Tous les salariés interrogés par Mediapart ont partagé la crainte de voir l’image de la radio associée au parti d’extrême droite et la perte de crédibilité que cela entraînerait pour la station, en pleine campagne pour les élections européennes. « On fera quoi si tous les autres élus nous disent : “Je ne veux plus être interrogé par Jean-François Achilli, parce qu’il est proche de Bardella” ? », s’interroge un journaliste.

De son côté, le Syndicat national des journalistes rappelle qu’à Radio France, « depuis juin 2023, tout journaliste sollicité pour une collaboration extérieure, rémunérée ou non, doit demander une autorisation à la direction ». Parmi les critères qui permettent à celle-ci de donner son aval, on retrouve justement le fait de savoir si cette collaboration peut nuire à l’image de l’entreprise et si elle est conforme à la déontologie journalistique.

Cette procédure a été mise en place quelques mois après la révélation, par le média La Lettre, des pratiques de certaines figures de Radio France, qui cumulaient leur rôle de journaliste et des prestations de conseil pour des entreprises. Après ces révélations, quatre personnes avaient été mises à pied et une cinquième licenciée.

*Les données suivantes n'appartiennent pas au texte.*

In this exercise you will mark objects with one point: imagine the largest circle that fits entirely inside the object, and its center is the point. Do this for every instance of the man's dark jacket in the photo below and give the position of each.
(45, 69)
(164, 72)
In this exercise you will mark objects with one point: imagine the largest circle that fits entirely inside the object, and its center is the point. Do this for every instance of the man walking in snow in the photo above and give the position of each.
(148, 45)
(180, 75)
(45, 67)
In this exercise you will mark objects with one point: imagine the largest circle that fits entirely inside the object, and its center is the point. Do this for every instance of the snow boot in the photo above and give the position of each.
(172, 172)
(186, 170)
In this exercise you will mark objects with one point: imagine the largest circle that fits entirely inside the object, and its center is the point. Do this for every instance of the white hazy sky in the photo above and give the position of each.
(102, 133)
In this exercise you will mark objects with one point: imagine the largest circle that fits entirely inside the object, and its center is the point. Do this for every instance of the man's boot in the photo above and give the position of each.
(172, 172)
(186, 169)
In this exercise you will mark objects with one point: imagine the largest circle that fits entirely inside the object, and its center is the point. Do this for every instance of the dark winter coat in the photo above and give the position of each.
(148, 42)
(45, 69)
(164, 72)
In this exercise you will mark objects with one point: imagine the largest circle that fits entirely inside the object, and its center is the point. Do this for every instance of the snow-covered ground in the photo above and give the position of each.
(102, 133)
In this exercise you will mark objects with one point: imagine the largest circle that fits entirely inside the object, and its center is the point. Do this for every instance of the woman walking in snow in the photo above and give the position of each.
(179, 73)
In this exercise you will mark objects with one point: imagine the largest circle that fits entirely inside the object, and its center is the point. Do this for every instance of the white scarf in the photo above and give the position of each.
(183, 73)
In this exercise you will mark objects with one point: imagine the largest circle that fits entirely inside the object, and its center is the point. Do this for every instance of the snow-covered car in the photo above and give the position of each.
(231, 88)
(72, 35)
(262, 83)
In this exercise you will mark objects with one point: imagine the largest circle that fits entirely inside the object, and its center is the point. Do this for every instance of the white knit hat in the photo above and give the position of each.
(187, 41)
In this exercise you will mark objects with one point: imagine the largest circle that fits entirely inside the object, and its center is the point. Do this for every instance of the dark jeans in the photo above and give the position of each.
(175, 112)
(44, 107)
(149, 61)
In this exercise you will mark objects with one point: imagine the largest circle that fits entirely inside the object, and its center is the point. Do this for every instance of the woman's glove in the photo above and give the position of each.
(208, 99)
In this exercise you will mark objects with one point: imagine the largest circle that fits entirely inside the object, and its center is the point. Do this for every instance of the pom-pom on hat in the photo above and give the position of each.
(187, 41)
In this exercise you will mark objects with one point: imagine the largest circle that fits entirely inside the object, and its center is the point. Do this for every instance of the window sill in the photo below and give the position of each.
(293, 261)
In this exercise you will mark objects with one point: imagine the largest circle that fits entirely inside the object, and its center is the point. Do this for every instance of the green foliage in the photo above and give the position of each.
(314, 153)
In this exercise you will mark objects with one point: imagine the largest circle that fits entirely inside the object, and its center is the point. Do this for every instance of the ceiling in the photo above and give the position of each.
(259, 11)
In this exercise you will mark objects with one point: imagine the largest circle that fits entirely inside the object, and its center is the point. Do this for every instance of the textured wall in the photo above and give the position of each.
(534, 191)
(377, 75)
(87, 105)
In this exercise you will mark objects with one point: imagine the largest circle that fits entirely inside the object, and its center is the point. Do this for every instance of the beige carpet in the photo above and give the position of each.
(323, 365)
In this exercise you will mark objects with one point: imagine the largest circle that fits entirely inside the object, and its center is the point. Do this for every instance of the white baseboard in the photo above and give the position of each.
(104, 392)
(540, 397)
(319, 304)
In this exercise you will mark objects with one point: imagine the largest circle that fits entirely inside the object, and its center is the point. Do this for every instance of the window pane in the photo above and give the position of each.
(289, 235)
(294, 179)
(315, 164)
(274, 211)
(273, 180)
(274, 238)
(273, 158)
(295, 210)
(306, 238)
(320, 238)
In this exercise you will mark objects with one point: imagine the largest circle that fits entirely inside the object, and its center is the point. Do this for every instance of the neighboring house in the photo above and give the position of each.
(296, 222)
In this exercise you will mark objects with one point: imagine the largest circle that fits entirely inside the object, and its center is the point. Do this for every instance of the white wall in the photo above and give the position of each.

L’ouvrage de Jordan Bardella, censé sortir en librairies après les élections européennes du 9 juin, est aussi au cœur d’une bataille dans le milieu de l’édition. Selon les informations de L’Obs, Lise Boëll, l’éditrice historique de Philippe de Villiers et d’Éric Zemmour, aurait obtenu le manuscrit qu’elle compte publier dans l’une des maisons d’Hachette Livre. Son arrivée au sein du groupe aujourd’hui propriété de Vincent Bolloré a provoqué un conflit ouvert avec Isabelle Saporta, patronne de Fayard convoquée la semaine dernière à un entretien préalable à un licenciement. Au Monde, Jordan Bardella a cependant affirmé que « ce serait une erreur d’affirmer que Lise Boëll s’apprête à [l]’éditer ».